The most outspoken person in the film is a Russian diplomat who declares civilization a lie to distract from our competitive, animal natures. Gently sparring with Carol, he asks if there's "a pill to make me see the world as you Americans do." Carol contends that humans are still evolving, referring him to the work of renowned psychologists.
This is the first of the four versions to be directed by a non-American, but if Oliver Hirschbiegel (he's German) was compensating by including a namesake in the story, it wasn't enough: he was replaced in post-production by the Wachowskis (The Matrix), who added lots of action, making the film into something a 21st century studio could understand. The real problem here is not the direction or tone, though (or even that it was preceded by the 2005-06 series called Invasion), but that the film doesn't seem to know what it wants to say.
** severe spoilers ahead **
One of the reasons for the success of the 1978 film by Philip Kaufman was that W.D. Richter's script cannily updated the tale with the trends of hedonism and pop psychology. Arguably, the U.S. hasn't changed much since 1978, so there's less inspiration for a new film to draw on. The exception is the increasing death-grip of our political correctness, which The Invasion lacks the nerve to mention. Like its characters, this film is openly ambivalent about a collectivist world in which strong emotion is outlawed, and where peace breaks out all over (according to featured news reports).
Or maybe this is the point? Maybe the non-American actors and director were trying to subvert a cherished text of American subversion? Fair enough as a goal, but it doesn't seem to work here.

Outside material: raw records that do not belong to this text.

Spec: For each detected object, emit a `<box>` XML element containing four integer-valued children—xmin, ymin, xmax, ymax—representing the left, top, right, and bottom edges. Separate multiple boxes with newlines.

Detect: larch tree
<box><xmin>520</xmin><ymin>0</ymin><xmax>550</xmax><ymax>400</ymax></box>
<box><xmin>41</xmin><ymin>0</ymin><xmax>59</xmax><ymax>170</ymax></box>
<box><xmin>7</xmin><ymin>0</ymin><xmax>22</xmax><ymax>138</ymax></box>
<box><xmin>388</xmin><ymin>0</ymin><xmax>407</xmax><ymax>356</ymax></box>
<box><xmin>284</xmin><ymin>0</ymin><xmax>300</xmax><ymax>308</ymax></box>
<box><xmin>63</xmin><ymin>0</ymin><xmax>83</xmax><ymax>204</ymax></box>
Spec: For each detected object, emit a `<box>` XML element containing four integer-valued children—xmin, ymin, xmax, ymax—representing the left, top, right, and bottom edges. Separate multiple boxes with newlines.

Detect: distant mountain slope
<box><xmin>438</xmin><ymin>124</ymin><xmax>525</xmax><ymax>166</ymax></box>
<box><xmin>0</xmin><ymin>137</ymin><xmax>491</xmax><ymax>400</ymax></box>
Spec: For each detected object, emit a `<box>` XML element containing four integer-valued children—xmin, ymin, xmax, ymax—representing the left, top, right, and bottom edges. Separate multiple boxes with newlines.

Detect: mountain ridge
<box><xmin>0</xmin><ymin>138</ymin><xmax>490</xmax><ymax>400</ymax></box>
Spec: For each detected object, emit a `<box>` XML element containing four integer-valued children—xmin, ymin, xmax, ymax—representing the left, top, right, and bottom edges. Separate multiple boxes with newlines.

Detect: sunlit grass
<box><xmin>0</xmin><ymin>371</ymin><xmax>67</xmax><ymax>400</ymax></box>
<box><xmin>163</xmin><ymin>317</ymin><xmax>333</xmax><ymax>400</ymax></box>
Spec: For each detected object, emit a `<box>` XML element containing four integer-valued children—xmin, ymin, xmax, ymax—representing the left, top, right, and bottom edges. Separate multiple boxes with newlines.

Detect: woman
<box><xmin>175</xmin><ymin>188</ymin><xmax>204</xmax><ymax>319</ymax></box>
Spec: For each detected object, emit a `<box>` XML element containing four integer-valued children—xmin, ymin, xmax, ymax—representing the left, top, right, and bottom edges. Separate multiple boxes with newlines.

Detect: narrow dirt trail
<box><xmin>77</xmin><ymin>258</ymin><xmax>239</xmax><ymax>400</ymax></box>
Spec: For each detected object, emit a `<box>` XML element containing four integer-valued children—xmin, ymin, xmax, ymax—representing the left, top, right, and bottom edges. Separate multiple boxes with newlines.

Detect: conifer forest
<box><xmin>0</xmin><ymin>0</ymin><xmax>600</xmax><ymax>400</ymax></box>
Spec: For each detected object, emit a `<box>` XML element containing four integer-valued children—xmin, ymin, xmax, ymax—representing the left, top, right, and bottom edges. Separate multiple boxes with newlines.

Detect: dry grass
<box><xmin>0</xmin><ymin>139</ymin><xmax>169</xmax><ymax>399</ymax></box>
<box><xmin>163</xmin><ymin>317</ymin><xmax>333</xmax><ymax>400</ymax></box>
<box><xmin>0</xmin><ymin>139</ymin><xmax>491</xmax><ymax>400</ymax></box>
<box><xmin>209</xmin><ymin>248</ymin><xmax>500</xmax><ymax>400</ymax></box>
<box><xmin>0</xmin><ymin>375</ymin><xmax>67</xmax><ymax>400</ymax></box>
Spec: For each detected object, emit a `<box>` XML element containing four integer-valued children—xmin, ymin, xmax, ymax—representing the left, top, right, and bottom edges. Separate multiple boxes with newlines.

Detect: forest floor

Carol's ambivalence is signaled not just by her medicating but by her choice of Ben, a smooth Brit who doesn't change all that much once possessed by aliens. Near the end, an exhausted Carol almost gives in, but continues fighting once the pod-people make clear her son, who's immune, won't be allowed to survive. Maybe Carol has also seen the earlier films in this franchise, so like the audience, when told not to drop her guard or go to sleep, she's tempted to reply, "What, again?"